Billionaire Winklevoss Twins in Crisis Mode as Gemini Crypto Exchange Faces Setbacks – What's Going On?
Tyler and Cameron Winklevoss, the billionaire twins behind crypto exchange Gemini, are facing a series of setbacks as issues surrounding their exchange have reached new heights in recent times.
The crypto company is struggling with a shrinking market share, regulatory issues, a lawsuit by the SEC, a possible breakup with a banking partner, and a crucial due date on a loan.
The loan, if repaid by the lending partner's parent company, could help recoup some of the $900 million worth of crypto deposits trapped in its defunct Earn product, according to a Bloomberg report.
While trading activity has modestly recovered as of late, the growing regulatory pressure, as well as the exchange's small market share, makes it difficult for Gemini to get back on its feet.
“Their small market share and raft of regulatory troubles portend a bleak future for Gemini,” said Eswar Prasad, a professor at Cornell University and author of The Future of Money: How the Digital Revolution Is Transforming Currencies and Finance.
That, and the skepticism of retail investors who lost money during the recent market meltdown, could “make it difficult for an exchange like Gemini to find a suitable niche.”
Last week, the founders were spotted in London following other US crypto executives who have recently gone on charm offensives abroad in part to counter the US crackdown.
There, they met with regulators and talked up a possible second headquarters in the UK.
On Thursday, the twins announced that Dublin would become Gemini’s new European base.

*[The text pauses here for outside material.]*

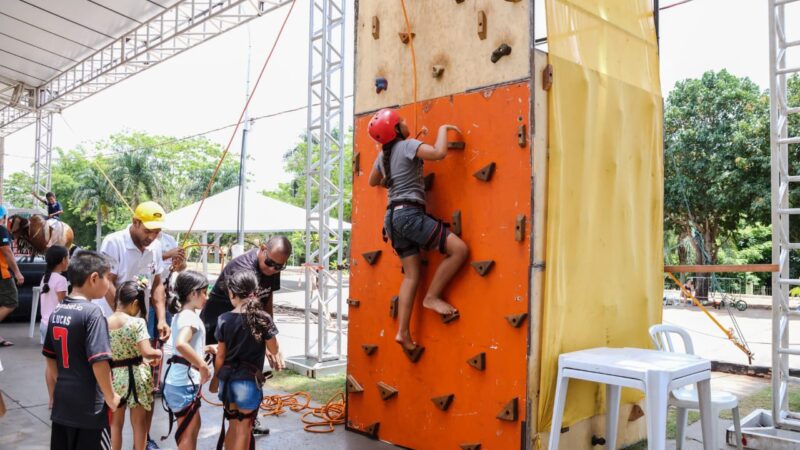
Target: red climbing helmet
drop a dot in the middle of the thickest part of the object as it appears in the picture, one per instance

Gemini Launches Derivatives Exchange Outside the US
The firm has recently launched a derivatives exchange, Gemini Foundation, in a number of jurisdictions outside of the US, UK, and European Union. It also announced plans to set up an engineering hub in India.
With personal fortunes of $3.2 billion each, according to Bloomberg calculations, the brothers are capable of self-funding Gemini — as they did in recent months during crypto’s darkest days.
Digital-asset exchanges rely largely on trading fees, so the more volume a trading platform can attract, the better.
Trading on Gemini fell 46% in the first quarter of the year compared to the last quarter of 2022, which was among the steepest declines. It also faces an uphill climb to regain market share.
Some analysts noted that a better outcome might be for a larger competitor to acquire Gemini.
“The Winklevoss twins have a strong brand,” said Campbell Harvey, a finance professor at Duke University. “You can imagine possible mergers” with bigger players like Coinbase or Kraken.
However, Gemini’s legal issues could make it a tougher sell.
For starters, there’s the defunct Earn product, whose customers haven’t been able to withdraw their money since mid-November, when Gemini’s lending partner, Genesis Global Capital, filed for bankruptcy.
Gemini negotiated a tentative settlement on behalf of its Earn users with Genesis Global, as well as Genesis parent Digital Currency Group and other creditors, in February, but it has yet to be finalized. Discussions are still ongoing.
In January, the Securities and Exchange Commission sued both Gemini and Genesis for allegedly selling unregistered securities through Earn.
The regulator is seeking remedies including “permanent injunctive relief, disgorgement of ill-gotten gains plus prejudgment interest, and civil penalties.”
“One of the remedies they will seek from the court is that every single person gets their money back,” John Reed Stark, former chief of the SEC’s Office of Internet Enforcement, said at the time.
Nevertheless, Gemini’s setbacks raise questions about whether it will ever be able to bounce back or if it will stay stuck in limbo.